Les yeux de Blair s’illuminèrent, elles tenaient enfin leur vengeance.
_ C’est l’occasion rêvée ! Blair réfléchit un instant, il faudrait trouver le moyen de la filmer à son insu afin de remplacer son court métrage par notre propre court métrage, lui qui ne durera que quelques minutes de quoi agacer ceux qui auront payé pour venir.
_ Parce que tu crois que des personnes vont se déplacer pour ça ? Jenny ponctua sa phrase d’un petit rire narquois.

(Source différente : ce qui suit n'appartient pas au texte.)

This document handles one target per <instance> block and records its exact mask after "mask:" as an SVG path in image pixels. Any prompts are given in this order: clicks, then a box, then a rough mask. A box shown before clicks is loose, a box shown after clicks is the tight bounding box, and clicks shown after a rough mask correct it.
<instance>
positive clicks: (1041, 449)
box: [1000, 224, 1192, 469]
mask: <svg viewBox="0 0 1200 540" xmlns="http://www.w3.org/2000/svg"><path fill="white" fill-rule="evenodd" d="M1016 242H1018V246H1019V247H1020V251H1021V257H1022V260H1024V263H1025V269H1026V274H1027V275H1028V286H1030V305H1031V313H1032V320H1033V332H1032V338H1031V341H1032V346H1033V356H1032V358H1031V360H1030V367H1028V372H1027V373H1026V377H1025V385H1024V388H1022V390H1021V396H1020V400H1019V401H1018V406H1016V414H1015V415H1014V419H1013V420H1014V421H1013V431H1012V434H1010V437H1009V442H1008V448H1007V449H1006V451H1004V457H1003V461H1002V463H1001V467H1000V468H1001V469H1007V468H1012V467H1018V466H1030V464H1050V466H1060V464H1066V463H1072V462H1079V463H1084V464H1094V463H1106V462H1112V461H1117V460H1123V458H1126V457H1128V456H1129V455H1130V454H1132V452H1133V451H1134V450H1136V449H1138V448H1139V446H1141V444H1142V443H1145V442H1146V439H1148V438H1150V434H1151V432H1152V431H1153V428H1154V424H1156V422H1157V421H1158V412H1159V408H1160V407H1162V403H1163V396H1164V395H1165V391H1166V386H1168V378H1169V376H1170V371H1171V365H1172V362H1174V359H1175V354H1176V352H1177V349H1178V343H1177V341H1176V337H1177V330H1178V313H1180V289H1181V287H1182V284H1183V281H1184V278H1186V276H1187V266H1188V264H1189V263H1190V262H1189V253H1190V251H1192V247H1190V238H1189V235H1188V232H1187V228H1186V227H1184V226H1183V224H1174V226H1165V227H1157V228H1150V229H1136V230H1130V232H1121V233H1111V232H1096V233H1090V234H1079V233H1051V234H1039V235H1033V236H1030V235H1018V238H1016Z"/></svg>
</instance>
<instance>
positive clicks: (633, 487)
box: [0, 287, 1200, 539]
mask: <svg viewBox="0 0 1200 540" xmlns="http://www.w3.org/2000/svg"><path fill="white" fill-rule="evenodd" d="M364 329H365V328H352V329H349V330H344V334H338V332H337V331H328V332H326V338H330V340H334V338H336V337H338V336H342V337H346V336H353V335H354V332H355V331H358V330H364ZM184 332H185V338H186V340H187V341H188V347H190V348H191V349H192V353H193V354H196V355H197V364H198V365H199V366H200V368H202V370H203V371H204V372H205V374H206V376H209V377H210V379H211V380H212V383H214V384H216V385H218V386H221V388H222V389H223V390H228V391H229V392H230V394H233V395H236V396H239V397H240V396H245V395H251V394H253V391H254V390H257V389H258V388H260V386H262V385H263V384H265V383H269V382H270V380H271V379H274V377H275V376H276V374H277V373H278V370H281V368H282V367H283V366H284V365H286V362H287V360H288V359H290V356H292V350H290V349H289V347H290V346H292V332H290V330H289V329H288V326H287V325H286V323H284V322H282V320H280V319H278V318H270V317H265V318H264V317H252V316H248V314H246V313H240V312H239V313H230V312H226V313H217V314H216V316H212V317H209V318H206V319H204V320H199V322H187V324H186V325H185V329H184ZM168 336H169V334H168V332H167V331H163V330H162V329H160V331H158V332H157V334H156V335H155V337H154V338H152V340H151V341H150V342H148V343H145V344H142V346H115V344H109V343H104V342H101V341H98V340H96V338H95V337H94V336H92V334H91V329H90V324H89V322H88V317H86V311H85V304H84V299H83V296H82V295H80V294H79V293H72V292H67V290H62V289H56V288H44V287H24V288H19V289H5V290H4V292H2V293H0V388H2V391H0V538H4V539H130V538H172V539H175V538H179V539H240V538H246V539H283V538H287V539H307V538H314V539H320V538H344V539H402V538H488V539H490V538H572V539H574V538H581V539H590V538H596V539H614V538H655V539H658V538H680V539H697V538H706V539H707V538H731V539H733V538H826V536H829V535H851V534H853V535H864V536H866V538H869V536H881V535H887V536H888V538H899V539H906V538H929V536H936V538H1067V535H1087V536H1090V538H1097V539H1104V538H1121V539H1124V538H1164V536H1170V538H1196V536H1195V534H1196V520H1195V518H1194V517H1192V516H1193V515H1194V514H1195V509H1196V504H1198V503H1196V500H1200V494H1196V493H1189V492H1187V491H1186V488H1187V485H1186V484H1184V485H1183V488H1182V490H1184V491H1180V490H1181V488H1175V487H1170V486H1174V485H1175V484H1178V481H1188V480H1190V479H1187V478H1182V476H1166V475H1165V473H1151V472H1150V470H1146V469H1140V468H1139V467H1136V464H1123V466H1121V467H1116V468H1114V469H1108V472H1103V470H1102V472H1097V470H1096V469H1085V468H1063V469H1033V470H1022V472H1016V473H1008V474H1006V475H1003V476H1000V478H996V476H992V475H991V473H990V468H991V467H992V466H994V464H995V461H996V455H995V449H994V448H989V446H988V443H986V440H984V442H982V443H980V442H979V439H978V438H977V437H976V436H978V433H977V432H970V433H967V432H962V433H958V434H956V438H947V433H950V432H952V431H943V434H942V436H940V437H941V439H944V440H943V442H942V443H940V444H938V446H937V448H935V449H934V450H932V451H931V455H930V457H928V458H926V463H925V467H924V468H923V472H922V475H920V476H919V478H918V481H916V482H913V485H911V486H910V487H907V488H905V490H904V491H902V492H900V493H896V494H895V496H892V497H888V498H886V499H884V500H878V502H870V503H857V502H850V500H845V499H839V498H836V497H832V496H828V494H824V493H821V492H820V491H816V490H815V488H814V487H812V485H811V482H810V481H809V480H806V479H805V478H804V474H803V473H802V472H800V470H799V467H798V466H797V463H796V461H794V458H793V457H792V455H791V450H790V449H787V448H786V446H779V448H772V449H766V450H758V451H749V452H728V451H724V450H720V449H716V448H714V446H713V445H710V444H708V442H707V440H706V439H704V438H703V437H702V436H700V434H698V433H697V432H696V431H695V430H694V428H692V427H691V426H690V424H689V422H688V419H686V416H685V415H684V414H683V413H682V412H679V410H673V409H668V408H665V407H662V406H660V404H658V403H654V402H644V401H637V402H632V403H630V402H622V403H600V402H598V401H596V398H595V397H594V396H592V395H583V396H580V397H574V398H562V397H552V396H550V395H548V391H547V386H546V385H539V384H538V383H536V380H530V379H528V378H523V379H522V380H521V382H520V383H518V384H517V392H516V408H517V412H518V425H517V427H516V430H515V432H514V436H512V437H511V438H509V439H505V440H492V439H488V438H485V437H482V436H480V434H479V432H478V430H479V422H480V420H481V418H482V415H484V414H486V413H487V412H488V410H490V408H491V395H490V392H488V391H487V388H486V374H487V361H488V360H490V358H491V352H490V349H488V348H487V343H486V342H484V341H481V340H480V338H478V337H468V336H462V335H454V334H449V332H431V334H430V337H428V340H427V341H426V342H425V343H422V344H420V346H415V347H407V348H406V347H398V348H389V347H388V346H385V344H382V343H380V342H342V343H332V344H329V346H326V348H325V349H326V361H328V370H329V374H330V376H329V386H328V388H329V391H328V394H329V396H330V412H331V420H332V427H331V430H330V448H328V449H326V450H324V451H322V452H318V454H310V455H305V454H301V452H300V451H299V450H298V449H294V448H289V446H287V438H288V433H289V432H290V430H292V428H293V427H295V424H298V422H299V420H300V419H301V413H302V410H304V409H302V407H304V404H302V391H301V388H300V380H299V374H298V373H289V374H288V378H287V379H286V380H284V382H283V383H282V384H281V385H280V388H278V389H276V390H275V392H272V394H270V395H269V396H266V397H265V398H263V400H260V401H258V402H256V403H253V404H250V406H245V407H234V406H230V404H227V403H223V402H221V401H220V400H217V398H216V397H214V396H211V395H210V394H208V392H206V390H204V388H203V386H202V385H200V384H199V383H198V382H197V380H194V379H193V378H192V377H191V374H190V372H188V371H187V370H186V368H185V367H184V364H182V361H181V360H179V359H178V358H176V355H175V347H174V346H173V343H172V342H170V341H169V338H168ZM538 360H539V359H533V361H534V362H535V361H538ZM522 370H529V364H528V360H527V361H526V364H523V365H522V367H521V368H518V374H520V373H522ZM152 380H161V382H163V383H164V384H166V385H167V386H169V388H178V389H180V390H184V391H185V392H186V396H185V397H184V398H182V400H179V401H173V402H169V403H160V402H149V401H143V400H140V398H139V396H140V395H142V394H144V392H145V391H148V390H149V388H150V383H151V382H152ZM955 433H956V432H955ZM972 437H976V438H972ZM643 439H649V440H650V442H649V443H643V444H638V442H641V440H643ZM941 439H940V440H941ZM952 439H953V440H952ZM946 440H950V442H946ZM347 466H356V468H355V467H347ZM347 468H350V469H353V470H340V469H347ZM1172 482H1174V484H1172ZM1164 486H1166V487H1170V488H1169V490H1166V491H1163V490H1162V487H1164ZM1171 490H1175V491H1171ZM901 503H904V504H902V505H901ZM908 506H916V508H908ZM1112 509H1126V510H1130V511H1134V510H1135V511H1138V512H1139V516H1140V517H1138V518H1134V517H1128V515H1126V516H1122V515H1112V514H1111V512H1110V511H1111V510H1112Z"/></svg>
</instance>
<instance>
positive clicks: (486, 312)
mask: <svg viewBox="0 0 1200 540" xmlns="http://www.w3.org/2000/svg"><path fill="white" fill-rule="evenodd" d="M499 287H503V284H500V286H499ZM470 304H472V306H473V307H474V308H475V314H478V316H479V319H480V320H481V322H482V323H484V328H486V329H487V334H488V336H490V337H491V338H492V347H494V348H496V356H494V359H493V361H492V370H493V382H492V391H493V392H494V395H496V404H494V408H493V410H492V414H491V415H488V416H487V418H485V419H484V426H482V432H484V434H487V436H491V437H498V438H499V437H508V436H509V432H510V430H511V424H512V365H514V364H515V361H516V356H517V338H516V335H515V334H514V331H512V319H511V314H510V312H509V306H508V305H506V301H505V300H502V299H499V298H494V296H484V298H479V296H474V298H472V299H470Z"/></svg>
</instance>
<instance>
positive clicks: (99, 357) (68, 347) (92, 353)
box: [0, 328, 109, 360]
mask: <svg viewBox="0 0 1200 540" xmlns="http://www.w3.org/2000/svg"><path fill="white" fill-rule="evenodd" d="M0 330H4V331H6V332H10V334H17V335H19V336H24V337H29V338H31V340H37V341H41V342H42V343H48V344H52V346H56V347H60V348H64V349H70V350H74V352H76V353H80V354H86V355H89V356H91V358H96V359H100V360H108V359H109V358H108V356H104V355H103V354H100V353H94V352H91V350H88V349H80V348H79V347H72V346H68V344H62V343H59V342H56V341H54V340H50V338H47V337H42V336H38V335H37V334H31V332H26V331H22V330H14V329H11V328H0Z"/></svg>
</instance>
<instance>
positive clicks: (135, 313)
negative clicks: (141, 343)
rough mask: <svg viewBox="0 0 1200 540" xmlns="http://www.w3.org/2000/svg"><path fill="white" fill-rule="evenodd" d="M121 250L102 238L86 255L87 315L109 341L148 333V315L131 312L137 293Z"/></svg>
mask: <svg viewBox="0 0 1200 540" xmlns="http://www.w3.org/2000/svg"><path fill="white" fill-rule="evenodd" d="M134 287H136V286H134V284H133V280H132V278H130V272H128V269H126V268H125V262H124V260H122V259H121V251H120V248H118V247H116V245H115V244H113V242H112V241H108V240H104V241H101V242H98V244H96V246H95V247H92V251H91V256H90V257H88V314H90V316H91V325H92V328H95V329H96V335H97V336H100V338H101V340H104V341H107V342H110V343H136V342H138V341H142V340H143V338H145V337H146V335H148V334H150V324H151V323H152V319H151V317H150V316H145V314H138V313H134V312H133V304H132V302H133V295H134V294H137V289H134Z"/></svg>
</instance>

_ Mais ça j’espère bien qu’il y aura du monde ! Je vais même m’en occuper personnellement ! En ce qui concerne le film c’est une autre histoire, il va falloir trouver un moyen de la coincer et ce sans qu’elle ne se doute de quoique ce soit.
_ Ca j’en fais mon affaire ! Les deux jeunes femmes se sourirent et dans l’impatience du moment tant attendu ne se rendirent pas compte qu’un homme les espionnait.